Computer Science Teachers, Postsecondary
Computer science teachers at the postsecondary level do more than lecture: they build assignments, run labs or online sections, advise students, and keep courses aligned with a field that changes fast. The job sits between academia and industry, so you need enough technical depth to teach real tools and enough patience to explain them to beginners. The tradeoff is that the degree bar is high and much of the work happens outside class in grading, office hours, and constant updating.
What This Role Looks Like in Practice
Computer Science Teachers, Postsecondary sits in the Education category. In practical terms, this role combines day-to-day execution, cross-team coordination, and consistent decision-making under real business constraints.
U.S. employment is currently about ~36K workers, with a median annual pay of $96,690 and roughly 3.5K openings each year. Based on BLS projections, total employment is expected to grow from 44.8 K in 2024 to 47.2K in 2034.
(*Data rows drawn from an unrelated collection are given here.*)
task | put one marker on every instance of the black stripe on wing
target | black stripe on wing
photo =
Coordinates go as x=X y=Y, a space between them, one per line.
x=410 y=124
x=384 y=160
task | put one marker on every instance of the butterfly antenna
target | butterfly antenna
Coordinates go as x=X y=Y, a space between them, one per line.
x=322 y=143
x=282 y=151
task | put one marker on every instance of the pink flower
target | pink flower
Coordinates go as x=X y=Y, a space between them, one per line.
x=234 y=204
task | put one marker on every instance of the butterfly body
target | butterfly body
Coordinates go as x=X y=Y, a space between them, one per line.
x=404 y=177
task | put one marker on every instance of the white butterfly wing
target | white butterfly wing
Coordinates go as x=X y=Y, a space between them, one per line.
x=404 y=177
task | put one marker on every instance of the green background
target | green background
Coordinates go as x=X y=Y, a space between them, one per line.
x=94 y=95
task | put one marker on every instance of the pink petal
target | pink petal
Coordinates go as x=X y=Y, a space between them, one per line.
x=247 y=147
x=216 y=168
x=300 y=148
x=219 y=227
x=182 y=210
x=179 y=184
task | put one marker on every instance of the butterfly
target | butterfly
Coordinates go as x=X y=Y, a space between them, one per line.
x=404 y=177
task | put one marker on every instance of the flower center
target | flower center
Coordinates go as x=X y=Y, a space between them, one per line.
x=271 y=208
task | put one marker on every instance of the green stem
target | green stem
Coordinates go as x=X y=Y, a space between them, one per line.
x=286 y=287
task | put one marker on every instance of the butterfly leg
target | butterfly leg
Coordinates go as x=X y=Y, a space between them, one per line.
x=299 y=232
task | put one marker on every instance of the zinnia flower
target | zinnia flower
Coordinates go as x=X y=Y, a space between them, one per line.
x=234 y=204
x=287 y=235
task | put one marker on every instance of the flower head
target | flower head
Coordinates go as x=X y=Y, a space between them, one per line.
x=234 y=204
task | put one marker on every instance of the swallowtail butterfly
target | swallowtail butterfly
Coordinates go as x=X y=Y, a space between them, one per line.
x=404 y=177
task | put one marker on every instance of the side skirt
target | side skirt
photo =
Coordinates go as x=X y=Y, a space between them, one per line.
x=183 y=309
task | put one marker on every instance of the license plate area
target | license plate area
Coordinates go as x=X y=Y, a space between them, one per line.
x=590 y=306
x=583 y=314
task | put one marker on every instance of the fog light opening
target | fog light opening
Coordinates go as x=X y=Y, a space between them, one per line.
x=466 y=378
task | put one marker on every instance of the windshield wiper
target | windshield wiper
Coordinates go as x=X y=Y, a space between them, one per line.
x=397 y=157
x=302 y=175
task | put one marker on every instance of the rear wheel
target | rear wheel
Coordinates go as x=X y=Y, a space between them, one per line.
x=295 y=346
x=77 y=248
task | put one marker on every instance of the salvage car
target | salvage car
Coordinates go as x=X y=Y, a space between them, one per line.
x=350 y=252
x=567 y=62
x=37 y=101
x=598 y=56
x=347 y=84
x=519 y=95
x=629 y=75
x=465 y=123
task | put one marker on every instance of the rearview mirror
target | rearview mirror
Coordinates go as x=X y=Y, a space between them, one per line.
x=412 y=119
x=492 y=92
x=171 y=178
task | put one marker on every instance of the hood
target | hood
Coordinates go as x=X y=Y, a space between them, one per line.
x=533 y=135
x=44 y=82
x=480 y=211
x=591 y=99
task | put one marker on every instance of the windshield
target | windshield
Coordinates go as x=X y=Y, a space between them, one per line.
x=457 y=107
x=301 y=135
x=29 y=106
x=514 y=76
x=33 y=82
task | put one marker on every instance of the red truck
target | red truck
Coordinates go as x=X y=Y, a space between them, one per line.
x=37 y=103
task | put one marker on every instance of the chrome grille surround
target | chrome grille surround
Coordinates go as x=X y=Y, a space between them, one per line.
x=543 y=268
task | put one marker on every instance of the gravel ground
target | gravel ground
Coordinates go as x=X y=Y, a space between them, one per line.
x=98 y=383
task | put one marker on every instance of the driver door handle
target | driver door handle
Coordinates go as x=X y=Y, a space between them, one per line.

Most hiring paths start with Master's degree in computer science or a related field, and employers typically expect none of related experience. Many careers in this track begin around Graduate Teaching Assistant and can progress toward Professor / Department Chair. High-value skills usually include Curriculum Design & Course Delivery, Learning Management Systems (Canvas, Blackboard, Moodle), and Programming Languages & GitHub Classroom (Python, Java, C++), paired with soft skills such as Instructing, Reading Comprehension, and Speaking.
Core Responsibilities
- Plan lessons, handouts, and lab activities for courses in programming, databases, networks, or other computer science topics.
- Hold class discussions, give lectures, and lead students through examples, coding exercises, and problem-solving work.
- Create quizzes, exams, and assignments, then grade them and give students feedback on how to improve.
- Meet with students during office hours to answer questions about coursework, schedules, and career plans.
Keep exploring: more Education careers or browse all job titles.
A Day in the Life
Industries That Hire
Pros and Cons
Career Progression
Education Paths
Key Skills
Job Outlook and Trends
Employment is projected to rise from 44.8K to 47.2 K over the next decade, representing 5.3% growth. Around 3.5 K openings per year include both newly created roles and replacement hiring from turnover.
Remote availability is currently Limited. Demand remains strongest where employers need practical domain knowledge plus modern workflow and data skills.